Tod looked skeptical.

"I like to hear you talk," he said lightly, "because you're so earnest about it, but really you're wrong. If these people were given assistance to-day they would be as badly off to-morrow. All civilizations have had this problem to deal with. The poor are the underdogs in the struggle for life. They're only half human, anyway. Most of them have never known anything better. They are used to roughing it. They actually enjoy their dirt. They themselves are largely responsible for their own misfortunes. They drink, they're shiftless and thriftless."

"The rich have more vices than the poor," answered Paula quietly. "The poor drink to drown their troubles. We can't say just why, of two men born with the same advantages, one prospers and the other remains in the gutter. We can only deal with the problem as we find it. It is dreadful to think that buried in these fearful tenements, brutalized by their frightful environments, are numbers of talented young men and women who are trying to better themselves. Left to themselves they are likely to sink deeper in the frightful morass that surrounds them, but if extended a helping hand they may be able to rise above the appalling conditions and so escape the terrible degradation and suffering that otherwise awaits them. A boy or girl, children of the tenements, may have within the genius of a Wagner or a Rosa Bonheur, but from infancy these children are so dragged down, so brutalized by their unspeakable environments that their natural aspirations and talents are hopelessly crushed. It is to such as these that the Settlement lends its aid. We are trying to help the deserving, we are seeking to sift the gold from the dross. Look, there is the Settlement House!"

On the opposite side of the street was a substantial-looking building resembling a small school-house. Conspicuous by its cleanliness among the surrounding dingy tenements, erected by enlightened and humane idealists for the sole purpose of uplifting humanity, it stood as a kind of moral lighthouse set down in a deadly morass of crime and hopeless pauperism.
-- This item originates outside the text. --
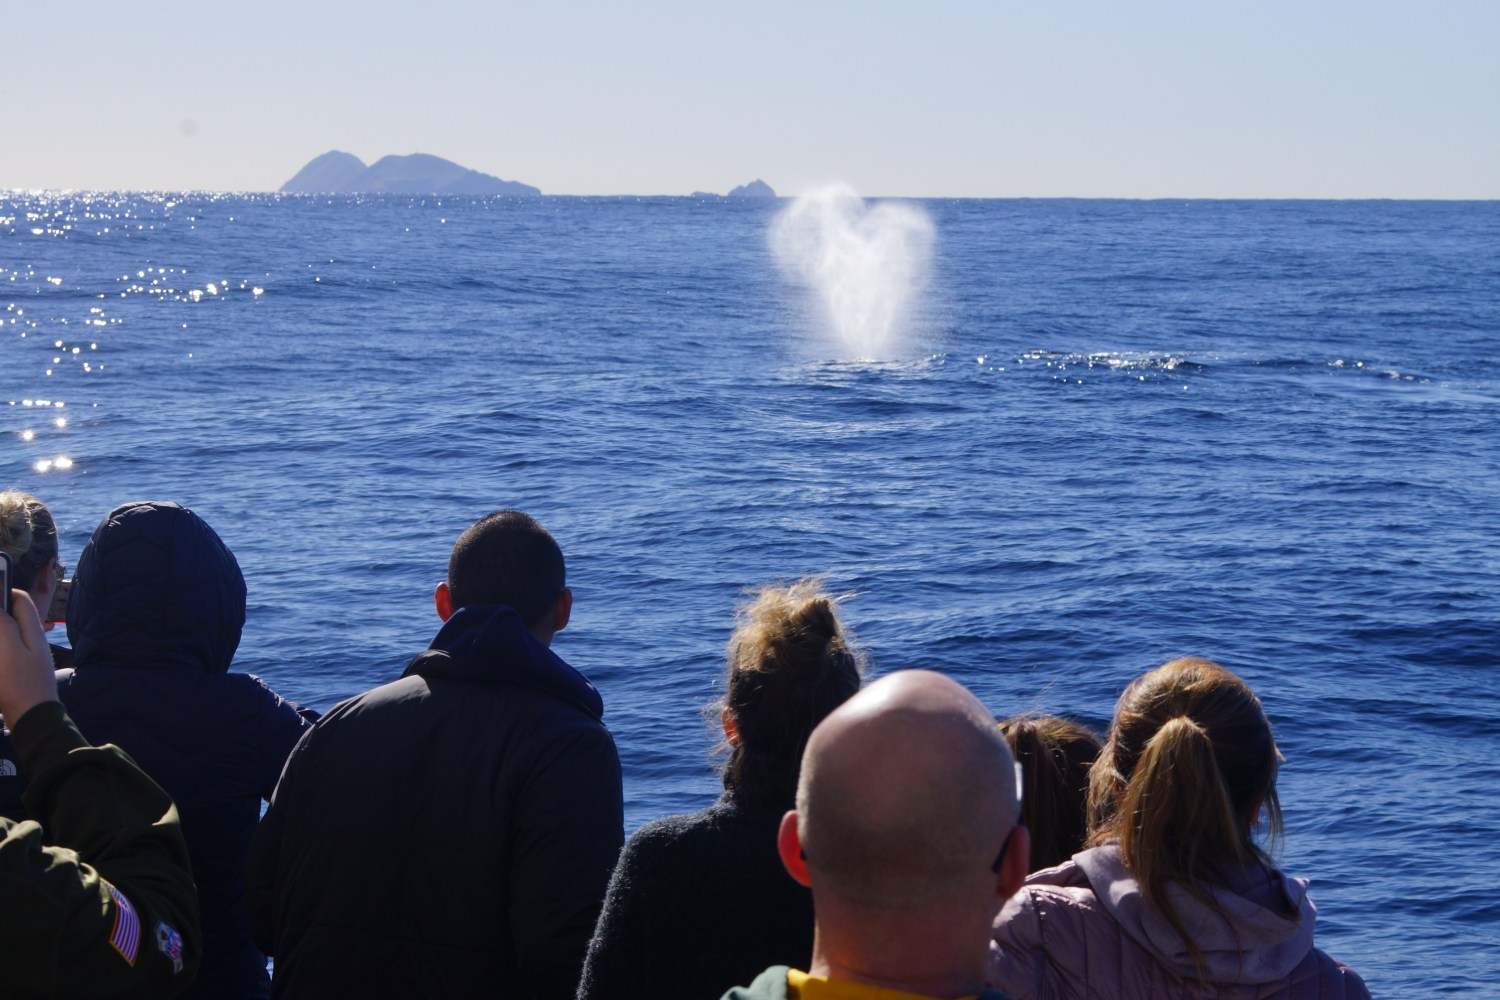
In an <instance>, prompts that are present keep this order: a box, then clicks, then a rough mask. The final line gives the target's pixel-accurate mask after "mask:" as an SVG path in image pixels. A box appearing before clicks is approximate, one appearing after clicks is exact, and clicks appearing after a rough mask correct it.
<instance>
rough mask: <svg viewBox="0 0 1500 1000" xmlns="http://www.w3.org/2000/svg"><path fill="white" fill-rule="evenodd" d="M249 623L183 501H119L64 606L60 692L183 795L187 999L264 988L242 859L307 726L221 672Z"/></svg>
mask: <svg viewBox="0 0 1500 1000" xmlns="http://www.w3.org/2000/svg"><path fill="white" fill-rule="evenodd" d="M243 627H245V577H243V576H242V574H240V565H239V562H236V559H234V555H233V553H231V552H229V550H228V549H226V547H225V544H223V543H222V541H220V540H219V535H217V534H214V531H213V529H211V528H210V526H208V525H207V523H205V522H204V520H202V519H201V517H198V516H196V514H193V513H192V511H190V510H186V508H183V507H178V505H177V504H160V502H142V504H124V505H123V507H117V508H115V510H113V511H110V514H108V516H107V517H105V519H104V520H102V522H101V523H99V526H98V528H96V529H95V534H93V537H92V538H90V540H89V544H87V546H84V550H83V555H81V556H80V559H78V567H77V568H75V576H74V589H72V595H71V598H69V604H68V639H69V640H71V642H72V646H74V655H75V666H74V669H72V670H63V672H60V673H58V685H57V690H58V696H60V699H62V702H63V705H66V706H68V712H69V715H72V718H74V721H75V723H77V724H78V729H80V730H81V732H83V733H84V736H86V738H87V739H89V741H90V742H95V744H115V745H118V747H120V748H123V750H124V751H126V753H127V754H130V757H133V759H135V762H136V763H139V765H141V769H142V771H145V772H147V774H148V775H150V777H151V778H153V780H154V781H156V783H157V784H160V786H162V789H165V790H166V793H168V795H169V796H171V798H172V801H174V802H175V804H177V810H178V813H180V816H181V831H183V838H184V840H186V841H187V853H189V858H190V861H192V870H193V879H195V880H196V883H198V898H199V907H201V915H202V934H204V948H202V954H204V961H202V967H201V970H199V973H198V982H196V984H195V985H193V987H192V990H190V991H189V993H184V994H183V996H184V997H229V999H234V997H264V996H267V993H269V990H270V984H269V978H267V975H266V958H264V957H263V955H261V954H260V952H258V951H257V949H255V945H254V943H252V942H251V936H249V928H248V927H246V919H245V856H246V853H248V852H249V846H251V837H252V835H254V834H255V826H257V822H258V819H260V810H261V801H263V799H267V798H270V793H272V790H273V789H275V787H276V778H278V775H279V774H281V769H282V765H284V763H285V760H287V756H288V754H290V753H291V748H293V747H294V745H296V742H297V739H299V738H300V736H302V732H303V730H305V729H306V727H308V726H309V723H308V721H305V720H303V718H302V715H299V711H297V708H296V706H294V705H291V703H290V702H285V700H282V699H281V697H278V696H276V693H275V691H272V690H270V688H269V687H266V684H264V682H261V681H260V678H254V676H249V675H243V673H229V672H228V670H229V661H231V660H233V658H234V651H236V649H237V648H239V645H240V631H242V628H243Z"/></svg>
"Come, I will show you all through," cried Paula enthusiastically. Her face brightened up and her step was elastic as once more she found herself in the midst of her fellow workers. Smiles and nods greeted her from every direction. The place was busy as a beehive. The halls were full of people; classes were going on in the different rooms. Taking Tod's arm, she led him in this direction and that, proud to show all there was to be seen. There were regular night classes where those employed during the day could receive instruction in stenography, bookkeeping, and other useful vocations, gymnasiums, classes where the technical trades were taught, classes where music lessons were given. There were also attractive recreation rooms which kept young men from the dangers of saloons and young girls from the temptations of the dance halls.

"It's such interesting work," she said. "Here I have no time to think of my troubles. I can forget Uncle James and Bascom Cooley."

Tod was full of enthusiasm.

"No wonder you've no use for society and the rest," he said admiringly. "If I'd taken a taste for this sort of thing years ago perhaps I wouldn't have made such a fool of myself."

Paula laughed.

"There's still time," she said mischievously. "It's never too late to mend, you know." Leading him once more in the direction of the street, she added: "This is the bright side of my work; I'll let you look now on the darker side. It isn't so pleasant. Come with me."